Literature DB >> 16160061

A novel thiol oxidation-based mechanism for adriamycin-induced cell injury in human macrophages.

Reto Asmis1, Yanmei Wang, Li Xu, Marta Kisgati, Jim G Begley, John J Mieyal.   

Abstract

Adriamycin is a widely used antitumor antibiotic, but its use has been limited by its cytotoxicity in both cardiomyocytes and non-cardiac tissues. While adriamycin's ability to redox cycle via one-electron transfer reactions and generate ROS is thought to promote cardiotoxicity, the mechanisms involved in non-cardiac tissue injury are not clear. Here we show that prolonged exposure (48 h) of human monocyte-derived macrophages to adriamycin at concentrations as low as 1 microM promotes caspase-independent cell death. Treatment of cells with scavengers of superoxide and peroxyl radicals blocked adriamycin-induced oxidation of dichlorodihydrofluorescein (DCFH) but did not prevent macrophage injury.

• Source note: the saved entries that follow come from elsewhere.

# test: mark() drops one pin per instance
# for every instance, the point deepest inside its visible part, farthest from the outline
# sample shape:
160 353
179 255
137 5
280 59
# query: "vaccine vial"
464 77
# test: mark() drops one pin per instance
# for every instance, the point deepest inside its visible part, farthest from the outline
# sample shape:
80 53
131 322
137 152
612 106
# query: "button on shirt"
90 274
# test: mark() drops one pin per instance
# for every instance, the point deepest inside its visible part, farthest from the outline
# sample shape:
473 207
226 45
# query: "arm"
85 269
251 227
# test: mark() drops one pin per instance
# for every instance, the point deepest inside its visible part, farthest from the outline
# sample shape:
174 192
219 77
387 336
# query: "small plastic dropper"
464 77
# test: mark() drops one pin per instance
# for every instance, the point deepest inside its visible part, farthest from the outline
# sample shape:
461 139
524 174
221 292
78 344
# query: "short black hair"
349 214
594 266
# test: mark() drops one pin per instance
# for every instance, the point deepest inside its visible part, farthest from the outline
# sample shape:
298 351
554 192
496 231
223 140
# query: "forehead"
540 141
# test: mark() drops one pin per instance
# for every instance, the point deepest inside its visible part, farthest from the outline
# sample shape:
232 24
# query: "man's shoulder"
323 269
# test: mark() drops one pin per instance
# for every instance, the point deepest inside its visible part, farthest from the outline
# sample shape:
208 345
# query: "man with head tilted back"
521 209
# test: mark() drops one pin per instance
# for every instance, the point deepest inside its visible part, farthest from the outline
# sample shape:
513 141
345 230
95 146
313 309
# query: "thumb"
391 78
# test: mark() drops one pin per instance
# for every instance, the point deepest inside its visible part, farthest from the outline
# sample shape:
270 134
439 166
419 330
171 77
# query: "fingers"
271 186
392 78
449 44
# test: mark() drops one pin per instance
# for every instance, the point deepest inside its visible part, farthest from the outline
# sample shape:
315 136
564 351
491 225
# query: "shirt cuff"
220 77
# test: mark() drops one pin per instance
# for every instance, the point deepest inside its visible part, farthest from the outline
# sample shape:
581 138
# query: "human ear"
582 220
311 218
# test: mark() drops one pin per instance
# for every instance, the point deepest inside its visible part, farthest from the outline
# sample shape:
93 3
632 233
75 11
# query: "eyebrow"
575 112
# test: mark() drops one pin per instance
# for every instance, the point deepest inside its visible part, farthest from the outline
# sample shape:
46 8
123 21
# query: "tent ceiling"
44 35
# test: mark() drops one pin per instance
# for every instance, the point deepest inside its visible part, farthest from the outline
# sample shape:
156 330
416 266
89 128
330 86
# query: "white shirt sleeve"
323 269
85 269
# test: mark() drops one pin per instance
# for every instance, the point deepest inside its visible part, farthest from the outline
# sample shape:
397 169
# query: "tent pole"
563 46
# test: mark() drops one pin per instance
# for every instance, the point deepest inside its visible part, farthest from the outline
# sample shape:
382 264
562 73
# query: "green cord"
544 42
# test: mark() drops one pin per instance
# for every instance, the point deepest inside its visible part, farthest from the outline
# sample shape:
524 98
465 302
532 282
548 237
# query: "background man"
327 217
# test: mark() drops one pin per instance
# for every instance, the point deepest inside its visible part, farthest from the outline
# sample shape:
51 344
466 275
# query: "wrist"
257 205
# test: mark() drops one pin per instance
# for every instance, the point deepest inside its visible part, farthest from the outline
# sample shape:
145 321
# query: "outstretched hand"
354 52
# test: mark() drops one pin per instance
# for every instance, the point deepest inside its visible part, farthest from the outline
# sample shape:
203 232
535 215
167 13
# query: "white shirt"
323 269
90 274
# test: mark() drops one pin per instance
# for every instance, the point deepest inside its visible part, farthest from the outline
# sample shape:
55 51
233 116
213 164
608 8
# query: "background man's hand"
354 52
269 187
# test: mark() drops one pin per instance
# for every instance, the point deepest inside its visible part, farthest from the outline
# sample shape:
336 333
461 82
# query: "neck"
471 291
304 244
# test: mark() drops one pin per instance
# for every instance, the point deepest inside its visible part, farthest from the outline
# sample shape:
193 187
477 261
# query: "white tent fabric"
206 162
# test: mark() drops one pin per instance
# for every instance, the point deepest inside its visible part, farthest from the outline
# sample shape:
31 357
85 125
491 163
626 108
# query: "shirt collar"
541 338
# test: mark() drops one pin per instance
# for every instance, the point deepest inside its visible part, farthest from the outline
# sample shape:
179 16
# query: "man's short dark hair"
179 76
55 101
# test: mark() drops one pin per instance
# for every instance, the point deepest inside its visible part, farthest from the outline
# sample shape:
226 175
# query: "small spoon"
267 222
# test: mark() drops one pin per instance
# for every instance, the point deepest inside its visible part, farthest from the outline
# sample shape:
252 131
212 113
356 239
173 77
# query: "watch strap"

Macrophages treated with either adriamycin or the thiol oxidant diamide showed elevated levels of glutathione disulfide and increased protein-S-glutathionylation prior to cell injury, indicating that thiol oxidation is involved in adriamycin-induced macrophage death. Furthermore, inhibition of glutathione reductase (GR) with 1,3-bis[2-chloroethyl]-1-nitrosourea or transfection of macrophages with small inhibitory RNA (siRNA) directed against GR or glutaredoxin (Grx) potentiated adriamycin-induced macrophage injury. Thus, both GR and Grx appear to play a crucial role in protecting macrophages from adriamycin-induced cell injury. These findings suggest a new mechanism for adriamycin-induced tissue injury whereby thiol oxidation, rather than one-electron redox cycling and ROS generation, mediates adriamycin-induced cell damage.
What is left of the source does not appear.